La scoperta del videopoker

30 Aprile 2013 di Andrea Ferrari

Se Luigi Preiti, invece di fare il Django davanti a Palazzo Chigi, per dirla con Roberto D’Agostino, avesse sparato ad un familiare o ad un vicino, non avremmo né titoli roboanti né analisi sui massimi sistemi partendo da quello che per quello che sappiamo adesso resta il gesto folle di un uomo disperato. Come sempre è partito il festival della strumentalizzazione (da cui non ci riteniamo esenti, visto che il pregiudizio alberga in tutti), con polemiche di basso livello sui presunti mandanti: dalla nuova ossessione dell’intellighenzia italiana verso i grilllini (colpevoli, tra le altre cose, di addormentarsi e di credere, in modo sgangherato quanto volete, in forme di democrazia diretta) fino all’immancabile complottismo di serie C sui servizi deviati.

Resta un dato di fatto: Preiti è una delle tante vittime di quei videopoker che da anni infestano bar et similia con la connivenza dello Stato Italiano, bacchettone e illiberale in molti campi quanto responsabile o perlomeno complice, neanche fossimo una novella Macao, della diffusione del gioco d’azzardo peggiore, quello che è a tutti gli effetti una trappola per giocatori compulsivi, spesso poco scolarizzati e che garantisce enormi guadagni agli imprenditori del ramo (varie inchieste ne hanno delineato il milieu a cavallo tra affarismo-riciclaggio se non vera e propria mafia), il tutto amplificato dalla crisi economica, che tende fisiologicamente a far aumentare il numero di chi sfida la sorte giocando.

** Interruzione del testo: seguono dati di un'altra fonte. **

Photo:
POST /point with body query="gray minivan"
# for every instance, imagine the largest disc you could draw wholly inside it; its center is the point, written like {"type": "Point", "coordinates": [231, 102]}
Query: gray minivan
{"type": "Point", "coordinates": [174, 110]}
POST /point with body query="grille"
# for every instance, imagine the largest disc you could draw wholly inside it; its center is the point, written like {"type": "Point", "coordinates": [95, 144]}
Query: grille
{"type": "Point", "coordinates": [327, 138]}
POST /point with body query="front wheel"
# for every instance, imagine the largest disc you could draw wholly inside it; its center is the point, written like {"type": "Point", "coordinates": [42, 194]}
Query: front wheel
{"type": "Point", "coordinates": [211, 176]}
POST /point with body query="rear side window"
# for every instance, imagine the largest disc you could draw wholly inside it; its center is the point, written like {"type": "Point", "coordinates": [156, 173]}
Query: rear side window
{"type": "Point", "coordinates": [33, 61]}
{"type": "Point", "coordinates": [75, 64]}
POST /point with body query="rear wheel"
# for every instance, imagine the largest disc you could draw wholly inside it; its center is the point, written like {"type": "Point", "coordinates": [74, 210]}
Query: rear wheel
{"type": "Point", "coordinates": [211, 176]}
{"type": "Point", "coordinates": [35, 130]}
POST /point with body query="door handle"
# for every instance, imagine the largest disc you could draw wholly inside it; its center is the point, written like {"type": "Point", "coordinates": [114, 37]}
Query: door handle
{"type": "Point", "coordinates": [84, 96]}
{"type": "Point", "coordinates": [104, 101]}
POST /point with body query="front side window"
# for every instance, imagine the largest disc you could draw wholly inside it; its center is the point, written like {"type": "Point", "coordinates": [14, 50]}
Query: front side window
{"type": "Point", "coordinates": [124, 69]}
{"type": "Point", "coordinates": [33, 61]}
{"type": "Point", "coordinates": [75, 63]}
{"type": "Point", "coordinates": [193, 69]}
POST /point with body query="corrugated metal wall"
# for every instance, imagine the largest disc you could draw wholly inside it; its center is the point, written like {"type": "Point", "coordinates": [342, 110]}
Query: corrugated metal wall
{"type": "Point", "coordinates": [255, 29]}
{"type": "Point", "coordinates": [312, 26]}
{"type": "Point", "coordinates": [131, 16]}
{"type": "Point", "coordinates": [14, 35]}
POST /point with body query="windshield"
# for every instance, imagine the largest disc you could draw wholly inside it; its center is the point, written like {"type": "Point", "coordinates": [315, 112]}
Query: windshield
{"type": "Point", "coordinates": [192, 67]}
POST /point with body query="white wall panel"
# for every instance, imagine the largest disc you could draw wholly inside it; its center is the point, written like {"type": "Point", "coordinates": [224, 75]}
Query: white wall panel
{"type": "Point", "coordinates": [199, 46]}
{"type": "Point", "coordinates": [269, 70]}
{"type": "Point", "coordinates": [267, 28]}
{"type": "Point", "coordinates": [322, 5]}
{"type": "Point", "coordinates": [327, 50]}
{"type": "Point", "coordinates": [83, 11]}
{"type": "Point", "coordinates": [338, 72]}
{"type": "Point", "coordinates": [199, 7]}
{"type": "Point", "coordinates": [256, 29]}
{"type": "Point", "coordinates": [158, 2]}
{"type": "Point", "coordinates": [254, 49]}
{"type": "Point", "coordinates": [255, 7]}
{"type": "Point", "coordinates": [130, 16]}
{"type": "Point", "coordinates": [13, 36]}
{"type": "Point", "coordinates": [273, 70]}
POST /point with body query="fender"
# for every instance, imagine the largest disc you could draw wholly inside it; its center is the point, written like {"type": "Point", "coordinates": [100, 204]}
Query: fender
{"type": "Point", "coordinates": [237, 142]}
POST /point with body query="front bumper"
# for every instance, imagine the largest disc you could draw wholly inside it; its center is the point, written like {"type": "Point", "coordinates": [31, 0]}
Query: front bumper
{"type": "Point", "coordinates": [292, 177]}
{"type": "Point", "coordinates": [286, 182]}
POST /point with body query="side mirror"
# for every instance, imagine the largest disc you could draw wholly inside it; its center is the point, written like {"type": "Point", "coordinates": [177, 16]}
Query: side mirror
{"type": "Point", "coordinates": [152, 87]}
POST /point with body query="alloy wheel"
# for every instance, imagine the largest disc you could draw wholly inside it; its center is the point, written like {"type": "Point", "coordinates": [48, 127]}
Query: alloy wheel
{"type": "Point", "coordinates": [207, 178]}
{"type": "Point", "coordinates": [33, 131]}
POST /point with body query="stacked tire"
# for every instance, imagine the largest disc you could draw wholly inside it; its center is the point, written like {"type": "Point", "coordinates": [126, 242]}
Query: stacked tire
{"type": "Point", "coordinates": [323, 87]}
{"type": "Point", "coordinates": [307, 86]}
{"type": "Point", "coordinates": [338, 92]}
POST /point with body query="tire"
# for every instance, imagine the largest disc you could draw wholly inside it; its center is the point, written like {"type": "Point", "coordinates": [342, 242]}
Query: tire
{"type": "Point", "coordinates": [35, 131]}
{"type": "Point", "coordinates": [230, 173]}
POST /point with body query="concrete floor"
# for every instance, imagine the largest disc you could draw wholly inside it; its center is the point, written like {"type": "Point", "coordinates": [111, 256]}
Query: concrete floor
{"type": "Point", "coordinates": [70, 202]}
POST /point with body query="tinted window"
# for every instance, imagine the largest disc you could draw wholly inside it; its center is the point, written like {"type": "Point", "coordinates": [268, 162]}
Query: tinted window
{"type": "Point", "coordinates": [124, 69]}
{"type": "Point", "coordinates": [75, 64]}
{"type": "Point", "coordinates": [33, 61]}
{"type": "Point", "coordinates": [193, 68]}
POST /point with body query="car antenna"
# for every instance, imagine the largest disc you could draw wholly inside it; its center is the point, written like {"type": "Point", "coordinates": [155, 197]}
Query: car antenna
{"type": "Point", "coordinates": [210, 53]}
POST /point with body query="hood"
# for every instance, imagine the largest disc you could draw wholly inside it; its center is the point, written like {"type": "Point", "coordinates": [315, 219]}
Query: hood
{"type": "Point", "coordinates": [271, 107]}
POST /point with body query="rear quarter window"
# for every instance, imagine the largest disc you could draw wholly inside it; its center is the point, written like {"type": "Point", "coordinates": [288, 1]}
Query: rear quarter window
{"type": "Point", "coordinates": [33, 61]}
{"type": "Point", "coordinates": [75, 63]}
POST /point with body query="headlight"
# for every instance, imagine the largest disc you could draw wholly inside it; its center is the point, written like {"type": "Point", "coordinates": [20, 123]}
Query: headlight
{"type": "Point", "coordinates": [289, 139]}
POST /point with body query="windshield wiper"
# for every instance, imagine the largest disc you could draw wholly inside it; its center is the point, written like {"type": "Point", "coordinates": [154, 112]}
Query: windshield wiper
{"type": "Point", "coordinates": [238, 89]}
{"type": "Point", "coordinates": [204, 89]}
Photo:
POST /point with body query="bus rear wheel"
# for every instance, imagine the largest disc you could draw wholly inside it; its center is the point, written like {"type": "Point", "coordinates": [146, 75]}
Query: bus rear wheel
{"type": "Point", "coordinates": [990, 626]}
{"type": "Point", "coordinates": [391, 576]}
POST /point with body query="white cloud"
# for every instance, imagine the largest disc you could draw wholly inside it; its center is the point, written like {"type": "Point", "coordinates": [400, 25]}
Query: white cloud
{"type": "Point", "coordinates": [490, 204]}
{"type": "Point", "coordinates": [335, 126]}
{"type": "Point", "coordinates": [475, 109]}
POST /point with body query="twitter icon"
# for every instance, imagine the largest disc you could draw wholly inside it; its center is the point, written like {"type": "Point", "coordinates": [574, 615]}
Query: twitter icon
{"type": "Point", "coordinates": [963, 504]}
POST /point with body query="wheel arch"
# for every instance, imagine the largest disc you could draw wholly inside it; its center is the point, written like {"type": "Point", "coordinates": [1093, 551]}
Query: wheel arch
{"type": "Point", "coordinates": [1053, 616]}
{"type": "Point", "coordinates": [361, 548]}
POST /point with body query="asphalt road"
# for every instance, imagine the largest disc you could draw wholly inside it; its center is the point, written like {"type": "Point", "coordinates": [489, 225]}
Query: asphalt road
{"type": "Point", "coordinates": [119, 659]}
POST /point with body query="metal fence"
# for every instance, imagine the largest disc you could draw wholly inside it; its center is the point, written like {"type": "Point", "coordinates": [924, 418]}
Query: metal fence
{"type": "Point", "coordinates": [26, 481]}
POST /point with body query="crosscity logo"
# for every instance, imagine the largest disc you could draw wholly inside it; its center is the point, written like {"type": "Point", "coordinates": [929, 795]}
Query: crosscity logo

Un fenomeno in costante espansione grazie anche a quelle sale giochi che, completamente schermate all’esterno da fotomontaggi trash che mostrano avvenenti ragazze affiancate alle stereotipate icone dei casinò, rappresentano – analogamente ai Compro Oro – un simbolo tangibile di un panorama urbano sempre più degradato e di persone sull’orlo del baratro, non solo economico. Qualcuno potrebbe obiettare che le “macchinette” sono un importante fonte di guadagno per le esangui casse dello Stato, ma in realtà la tassazione su questo tipo di giochi è molto bassa rispetto ad altre attività e sono comunque cifre a cui va sottratto il costo delle cure per i ludodipendenti oltre al costo sociale, praticamente incalcolabile, di quelle famiglie distrutte da chi cade nel vizio, nonché dei gesti disperati che può compiere chi pensa di non avere più nulla da perdere. Un assaggio l’abbiamo visto in diretta davanti a Palazzo Chigi. Ma, ripetiamo, se avesse sparato alla moglie o picchiato la madre (scenari di solito più probabili, per un disperato) non avremmo letto un solo editoriale sulla tensione sociale e sullo squallore di uno Stato che consente l’esistenza legale dei videopoker.